How to download and install Windows 11: Make sure your PC can run Windows 11
1. Download and run Microsoft’s PC Health Check app to ensure your PC meets Microsoft’s basic requirements.
Some users may not be able to install Windows 11 because their PC doesn’t have a TPM (Trusted Program Module) 2.0 on their motherboard. This was the reason I couldn’t run Windows 11 on my previous PC. Even if your PC does have TPM 2.0, it may not be enabled. Read our how-to guide to learn how to enable TPM on your PC.
It’s also a good idea to back up your system to an external storage drive or a cloud server. I used Microsoft’s OneDrive but you’re free to use any other online cloud backup service.
2. Download the Windows 11 installation assistant from Microsoft. As stated above, Microsoft offers multiple ways of installing Windows 11, and using the assistant is the simplest option. So head over to Microsoft's Download Windows 11 page and select Windows 11 Installation Assistant.
3. Open the .exe file and follow the on-screen instructions. After that, accept the EULA (End User Licensing Agreement) to begin the installation process.
5. Follow the subsequent prompts and start enjoying Windows 11.

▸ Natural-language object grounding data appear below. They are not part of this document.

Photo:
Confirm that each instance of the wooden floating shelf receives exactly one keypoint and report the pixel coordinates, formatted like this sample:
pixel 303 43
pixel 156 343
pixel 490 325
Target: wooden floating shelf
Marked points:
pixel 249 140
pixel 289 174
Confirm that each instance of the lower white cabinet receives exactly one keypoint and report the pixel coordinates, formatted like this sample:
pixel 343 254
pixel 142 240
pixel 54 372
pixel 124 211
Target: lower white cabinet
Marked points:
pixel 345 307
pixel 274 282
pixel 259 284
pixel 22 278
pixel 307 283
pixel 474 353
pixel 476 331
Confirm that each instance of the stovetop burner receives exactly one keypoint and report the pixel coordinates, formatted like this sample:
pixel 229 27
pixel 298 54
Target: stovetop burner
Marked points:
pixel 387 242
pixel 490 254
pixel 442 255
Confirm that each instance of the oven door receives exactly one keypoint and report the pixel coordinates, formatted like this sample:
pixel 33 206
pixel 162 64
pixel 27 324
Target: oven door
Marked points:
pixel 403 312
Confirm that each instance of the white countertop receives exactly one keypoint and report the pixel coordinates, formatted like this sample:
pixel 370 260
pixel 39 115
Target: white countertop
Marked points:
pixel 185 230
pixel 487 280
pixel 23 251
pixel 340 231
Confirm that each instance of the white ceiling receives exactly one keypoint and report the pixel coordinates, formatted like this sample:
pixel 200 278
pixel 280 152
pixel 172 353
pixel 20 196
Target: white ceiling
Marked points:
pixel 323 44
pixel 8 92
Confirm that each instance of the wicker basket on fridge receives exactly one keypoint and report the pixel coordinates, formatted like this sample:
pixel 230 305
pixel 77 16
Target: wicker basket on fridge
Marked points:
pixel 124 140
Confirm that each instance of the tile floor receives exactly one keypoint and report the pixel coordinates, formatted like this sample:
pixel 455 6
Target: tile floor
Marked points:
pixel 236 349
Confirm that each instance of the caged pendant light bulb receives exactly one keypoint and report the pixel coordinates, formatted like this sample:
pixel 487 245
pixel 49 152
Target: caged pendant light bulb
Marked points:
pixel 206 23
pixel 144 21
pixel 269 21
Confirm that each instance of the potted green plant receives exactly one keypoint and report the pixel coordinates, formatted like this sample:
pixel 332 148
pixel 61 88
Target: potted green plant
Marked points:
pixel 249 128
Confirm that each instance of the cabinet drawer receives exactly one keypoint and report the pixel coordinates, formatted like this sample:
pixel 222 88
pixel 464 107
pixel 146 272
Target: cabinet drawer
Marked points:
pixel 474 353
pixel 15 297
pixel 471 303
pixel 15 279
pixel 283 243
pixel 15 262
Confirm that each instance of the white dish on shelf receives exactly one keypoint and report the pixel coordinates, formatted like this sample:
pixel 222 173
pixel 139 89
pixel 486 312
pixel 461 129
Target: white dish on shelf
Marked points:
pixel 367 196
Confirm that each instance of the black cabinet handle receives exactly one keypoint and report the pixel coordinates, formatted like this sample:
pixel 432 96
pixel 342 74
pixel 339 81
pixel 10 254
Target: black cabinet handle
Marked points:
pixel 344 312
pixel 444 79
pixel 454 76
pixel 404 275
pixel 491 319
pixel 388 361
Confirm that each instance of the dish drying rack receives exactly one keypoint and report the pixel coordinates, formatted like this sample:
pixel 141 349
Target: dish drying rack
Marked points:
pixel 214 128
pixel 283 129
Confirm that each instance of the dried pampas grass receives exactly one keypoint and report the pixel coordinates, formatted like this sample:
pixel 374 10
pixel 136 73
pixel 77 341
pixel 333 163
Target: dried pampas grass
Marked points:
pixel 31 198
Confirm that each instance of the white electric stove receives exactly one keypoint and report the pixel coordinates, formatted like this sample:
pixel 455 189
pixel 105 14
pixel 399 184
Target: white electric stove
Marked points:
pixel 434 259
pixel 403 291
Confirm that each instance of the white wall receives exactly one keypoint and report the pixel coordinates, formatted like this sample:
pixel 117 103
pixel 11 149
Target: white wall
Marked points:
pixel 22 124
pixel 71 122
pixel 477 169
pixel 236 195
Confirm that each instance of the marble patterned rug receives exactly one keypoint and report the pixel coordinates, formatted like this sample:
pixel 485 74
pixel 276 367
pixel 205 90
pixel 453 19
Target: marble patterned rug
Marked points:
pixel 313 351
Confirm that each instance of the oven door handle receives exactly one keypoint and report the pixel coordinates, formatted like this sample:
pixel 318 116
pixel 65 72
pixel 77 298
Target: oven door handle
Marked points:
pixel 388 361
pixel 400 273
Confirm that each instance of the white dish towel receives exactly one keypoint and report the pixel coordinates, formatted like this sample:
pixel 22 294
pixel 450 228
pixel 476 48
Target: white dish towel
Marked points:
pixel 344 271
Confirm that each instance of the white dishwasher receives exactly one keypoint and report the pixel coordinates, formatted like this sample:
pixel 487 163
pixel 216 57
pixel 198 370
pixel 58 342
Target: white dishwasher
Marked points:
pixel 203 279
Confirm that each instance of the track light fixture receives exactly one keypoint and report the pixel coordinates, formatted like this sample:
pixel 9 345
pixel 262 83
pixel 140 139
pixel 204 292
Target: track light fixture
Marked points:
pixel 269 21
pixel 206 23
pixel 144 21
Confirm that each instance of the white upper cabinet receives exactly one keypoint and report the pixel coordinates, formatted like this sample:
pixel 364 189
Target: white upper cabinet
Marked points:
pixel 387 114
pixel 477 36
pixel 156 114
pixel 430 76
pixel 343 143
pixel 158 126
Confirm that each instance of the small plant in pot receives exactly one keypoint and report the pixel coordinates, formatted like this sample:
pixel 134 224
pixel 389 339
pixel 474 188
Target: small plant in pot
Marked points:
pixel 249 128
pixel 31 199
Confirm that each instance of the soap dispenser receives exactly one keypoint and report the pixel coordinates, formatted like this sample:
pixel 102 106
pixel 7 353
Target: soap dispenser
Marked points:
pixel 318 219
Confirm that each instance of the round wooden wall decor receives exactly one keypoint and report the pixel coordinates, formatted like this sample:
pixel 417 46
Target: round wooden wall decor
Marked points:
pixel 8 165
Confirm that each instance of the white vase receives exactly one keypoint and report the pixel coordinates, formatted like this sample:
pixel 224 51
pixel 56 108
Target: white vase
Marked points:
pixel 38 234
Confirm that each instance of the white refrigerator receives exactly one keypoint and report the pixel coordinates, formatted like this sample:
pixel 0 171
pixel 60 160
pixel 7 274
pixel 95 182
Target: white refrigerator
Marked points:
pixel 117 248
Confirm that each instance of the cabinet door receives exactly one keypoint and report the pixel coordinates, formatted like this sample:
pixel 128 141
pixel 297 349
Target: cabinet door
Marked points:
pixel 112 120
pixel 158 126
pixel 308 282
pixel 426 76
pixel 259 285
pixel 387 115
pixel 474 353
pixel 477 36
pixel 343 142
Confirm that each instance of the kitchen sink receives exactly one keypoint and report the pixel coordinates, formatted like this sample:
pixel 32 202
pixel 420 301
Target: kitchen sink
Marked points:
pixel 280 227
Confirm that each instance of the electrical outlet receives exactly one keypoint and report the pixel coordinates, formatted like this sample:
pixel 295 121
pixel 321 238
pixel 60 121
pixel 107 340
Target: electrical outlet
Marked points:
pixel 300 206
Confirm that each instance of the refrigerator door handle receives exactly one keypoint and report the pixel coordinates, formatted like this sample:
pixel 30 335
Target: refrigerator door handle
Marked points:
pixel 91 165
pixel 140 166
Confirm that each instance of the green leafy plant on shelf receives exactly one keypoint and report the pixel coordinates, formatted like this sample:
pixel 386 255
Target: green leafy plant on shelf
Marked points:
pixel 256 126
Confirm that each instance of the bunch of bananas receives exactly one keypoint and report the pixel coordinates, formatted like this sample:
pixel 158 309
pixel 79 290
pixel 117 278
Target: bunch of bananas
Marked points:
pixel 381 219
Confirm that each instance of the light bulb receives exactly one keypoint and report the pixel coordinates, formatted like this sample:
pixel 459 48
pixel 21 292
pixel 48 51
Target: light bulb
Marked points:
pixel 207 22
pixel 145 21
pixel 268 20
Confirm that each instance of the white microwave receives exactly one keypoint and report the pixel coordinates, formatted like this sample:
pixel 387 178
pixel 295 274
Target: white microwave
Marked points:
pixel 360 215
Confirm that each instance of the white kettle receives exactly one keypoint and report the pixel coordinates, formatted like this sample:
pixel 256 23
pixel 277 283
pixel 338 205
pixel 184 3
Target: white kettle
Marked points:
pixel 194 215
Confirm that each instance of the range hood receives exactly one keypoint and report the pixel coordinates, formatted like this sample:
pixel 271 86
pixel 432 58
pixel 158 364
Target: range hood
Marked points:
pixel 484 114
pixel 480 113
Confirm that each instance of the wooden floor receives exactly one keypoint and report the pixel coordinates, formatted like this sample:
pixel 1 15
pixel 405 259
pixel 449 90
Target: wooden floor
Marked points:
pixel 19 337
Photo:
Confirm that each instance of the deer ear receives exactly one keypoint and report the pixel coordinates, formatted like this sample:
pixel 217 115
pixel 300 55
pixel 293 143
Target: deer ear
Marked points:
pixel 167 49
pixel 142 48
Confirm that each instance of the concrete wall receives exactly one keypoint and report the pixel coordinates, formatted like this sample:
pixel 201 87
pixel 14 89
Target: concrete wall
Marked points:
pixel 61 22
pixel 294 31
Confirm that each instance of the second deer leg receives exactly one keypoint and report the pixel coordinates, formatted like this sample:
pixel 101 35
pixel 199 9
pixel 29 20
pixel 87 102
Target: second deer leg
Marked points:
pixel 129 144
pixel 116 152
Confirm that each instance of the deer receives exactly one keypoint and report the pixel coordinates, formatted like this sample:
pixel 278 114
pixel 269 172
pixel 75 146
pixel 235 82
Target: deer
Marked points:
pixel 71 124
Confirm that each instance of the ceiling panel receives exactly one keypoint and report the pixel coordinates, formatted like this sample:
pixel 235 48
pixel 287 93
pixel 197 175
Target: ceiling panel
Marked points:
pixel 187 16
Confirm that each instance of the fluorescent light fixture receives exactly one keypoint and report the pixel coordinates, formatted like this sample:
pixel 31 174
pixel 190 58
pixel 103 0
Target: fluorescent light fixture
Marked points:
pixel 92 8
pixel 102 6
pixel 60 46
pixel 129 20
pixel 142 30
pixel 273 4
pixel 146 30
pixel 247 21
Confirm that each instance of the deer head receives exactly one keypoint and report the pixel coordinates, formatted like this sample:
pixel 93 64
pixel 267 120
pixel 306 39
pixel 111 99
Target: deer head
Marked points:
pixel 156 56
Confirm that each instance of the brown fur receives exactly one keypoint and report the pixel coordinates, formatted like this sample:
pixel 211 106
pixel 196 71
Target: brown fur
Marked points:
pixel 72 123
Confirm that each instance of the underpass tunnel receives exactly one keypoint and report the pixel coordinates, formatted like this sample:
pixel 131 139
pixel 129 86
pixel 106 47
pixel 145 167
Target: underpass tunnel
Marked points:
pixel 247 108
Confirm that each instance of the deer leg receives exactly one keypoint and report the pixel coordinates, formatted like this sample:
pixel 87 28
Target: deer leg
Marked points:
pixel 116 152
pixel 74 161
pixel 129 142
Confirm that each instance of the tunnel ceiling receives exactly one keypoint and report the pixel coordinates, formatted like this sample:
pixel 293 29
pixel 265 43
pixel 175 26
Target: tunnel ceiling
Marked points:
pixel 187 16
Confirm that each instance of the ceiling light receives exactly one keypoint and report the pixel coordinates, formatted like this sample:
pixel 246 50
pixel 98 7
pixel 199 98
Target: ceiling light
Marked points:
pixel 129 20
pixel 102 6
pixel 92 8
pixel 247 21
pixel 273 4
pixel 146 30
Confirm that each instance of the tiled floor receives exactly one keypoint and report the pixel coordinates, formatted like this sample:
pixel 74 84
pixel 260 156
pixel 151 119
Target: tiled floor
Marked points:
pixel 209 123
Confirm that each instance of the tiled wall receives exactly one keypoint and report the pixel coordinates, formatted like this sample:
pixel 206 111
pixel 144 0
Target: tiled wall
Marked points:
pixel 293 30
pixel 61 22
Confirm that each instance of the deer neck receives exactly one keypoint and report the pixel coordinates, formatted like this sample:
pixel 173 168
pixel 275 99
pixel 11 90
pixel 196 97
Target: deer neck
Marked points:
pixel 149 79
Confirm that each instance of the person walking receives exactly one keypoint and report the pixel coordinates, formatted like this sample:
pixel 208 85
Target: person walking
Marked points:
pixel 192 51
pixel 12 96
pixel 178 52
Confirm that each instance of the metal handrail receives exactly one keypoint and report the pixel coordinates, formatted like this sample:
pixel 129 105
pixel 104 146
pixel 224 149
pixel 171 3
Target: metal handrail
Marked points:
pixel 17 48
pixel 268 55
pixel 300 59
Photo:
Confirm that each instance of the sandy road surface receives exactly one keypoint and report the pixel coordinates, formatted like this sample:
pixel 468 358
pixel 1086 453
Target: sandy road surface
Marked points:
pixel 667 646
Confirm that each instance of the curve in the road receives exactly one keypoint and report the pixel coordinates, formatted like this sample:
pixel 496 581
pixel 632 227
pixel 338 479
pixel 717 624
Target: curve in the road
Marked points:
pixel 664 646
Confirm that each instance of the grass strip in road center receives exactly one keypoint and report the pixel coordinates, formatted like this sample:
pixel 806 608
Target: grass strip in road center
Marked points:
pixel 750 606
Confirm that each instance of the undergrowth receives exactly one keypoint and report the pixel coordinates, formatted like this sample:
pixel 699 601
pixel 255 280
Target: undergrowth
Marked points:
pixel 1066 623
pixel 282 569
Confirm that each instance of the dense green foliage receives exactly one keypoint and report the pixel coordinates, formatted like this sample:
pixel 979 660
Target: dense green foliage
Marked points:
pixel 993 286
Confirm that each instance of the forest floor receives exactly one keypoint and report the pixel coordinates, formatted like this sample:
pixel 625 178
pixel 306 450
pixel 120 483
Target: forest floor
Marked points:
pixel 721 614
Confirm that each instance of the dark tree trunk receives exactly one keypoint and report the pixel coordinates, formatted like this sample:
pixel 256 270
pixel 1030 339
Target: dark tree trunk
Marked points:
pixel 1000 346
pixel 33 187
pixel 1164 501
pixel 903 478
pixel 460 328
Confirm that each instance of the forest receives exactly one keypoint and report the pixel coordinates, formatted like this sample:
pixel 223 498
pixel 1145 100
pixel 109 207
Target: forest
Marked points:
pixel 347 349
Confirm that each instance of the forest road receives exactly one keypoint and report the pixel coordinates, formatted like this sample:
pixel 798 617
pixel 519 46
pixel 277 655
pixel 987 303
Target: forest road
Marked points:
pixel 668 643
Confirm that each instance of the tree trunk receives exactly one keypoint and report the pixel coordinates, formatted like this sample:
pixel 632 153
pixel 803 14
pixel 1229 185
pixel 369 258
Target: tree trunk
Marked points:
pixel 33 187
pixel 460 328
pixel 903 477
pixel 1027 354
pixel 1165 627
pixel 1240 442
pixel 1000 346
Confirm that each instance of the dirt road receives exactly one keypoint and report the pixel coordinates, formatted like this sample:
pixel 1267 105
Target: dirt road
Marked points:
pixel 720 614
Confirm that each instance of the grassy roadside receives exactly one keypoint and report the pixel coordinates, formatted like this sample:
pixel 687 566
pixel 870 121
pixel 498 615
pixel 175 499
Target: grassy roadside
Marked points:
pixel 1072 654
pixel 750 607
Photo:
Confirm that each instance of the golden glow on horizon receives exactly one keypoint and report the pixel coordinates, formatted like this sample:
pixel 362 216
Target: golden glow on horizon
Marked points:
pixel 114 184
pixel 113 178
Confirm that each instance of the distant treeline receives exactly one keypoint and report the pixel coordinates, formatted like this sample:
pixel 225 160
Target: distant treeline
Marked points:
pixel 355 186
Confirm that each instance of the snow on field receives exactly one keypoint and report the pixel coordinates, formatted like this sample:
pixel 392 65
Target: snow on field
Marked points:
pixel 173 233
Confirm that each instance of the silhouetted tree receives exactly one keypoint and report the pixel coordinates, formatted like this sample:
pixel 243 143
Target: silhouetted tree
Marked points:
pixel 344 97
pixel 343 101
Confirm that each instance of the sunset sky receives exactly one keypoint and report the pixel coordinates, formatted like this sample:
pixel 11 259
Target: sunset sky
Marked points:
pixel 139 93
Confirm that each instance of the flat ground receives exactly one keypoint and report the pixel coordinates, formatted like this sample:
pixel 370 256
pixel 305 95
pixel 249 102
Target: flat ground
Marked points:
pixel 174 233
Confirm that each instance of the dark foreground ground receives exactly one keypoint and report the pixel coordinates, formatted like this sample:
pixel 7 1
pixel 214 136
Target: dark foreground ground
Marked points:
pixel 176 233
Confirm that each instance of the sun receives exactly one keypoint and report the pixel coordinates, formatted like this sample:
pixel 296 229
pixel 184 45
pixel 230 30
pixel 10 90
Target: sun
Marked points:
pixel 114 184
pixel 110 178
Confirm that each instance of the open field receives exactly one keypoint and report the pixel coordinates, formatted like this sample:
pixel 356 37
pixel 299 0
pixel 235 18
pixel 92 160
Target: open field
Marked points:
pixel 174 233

Once the installation is complete, you should find all of your files and applications in the same place you left them before the update. Some may sport a new look (those rounded edges on apps and folders look nice, don’t they?) but everything should function as you remember. You may need to fight against your own muscle memory when using Windows 11 (it’s hard not dragging your mouse to the left to select the Start menu) but it won’t be long before you’re blazing through the new operating system like a pro.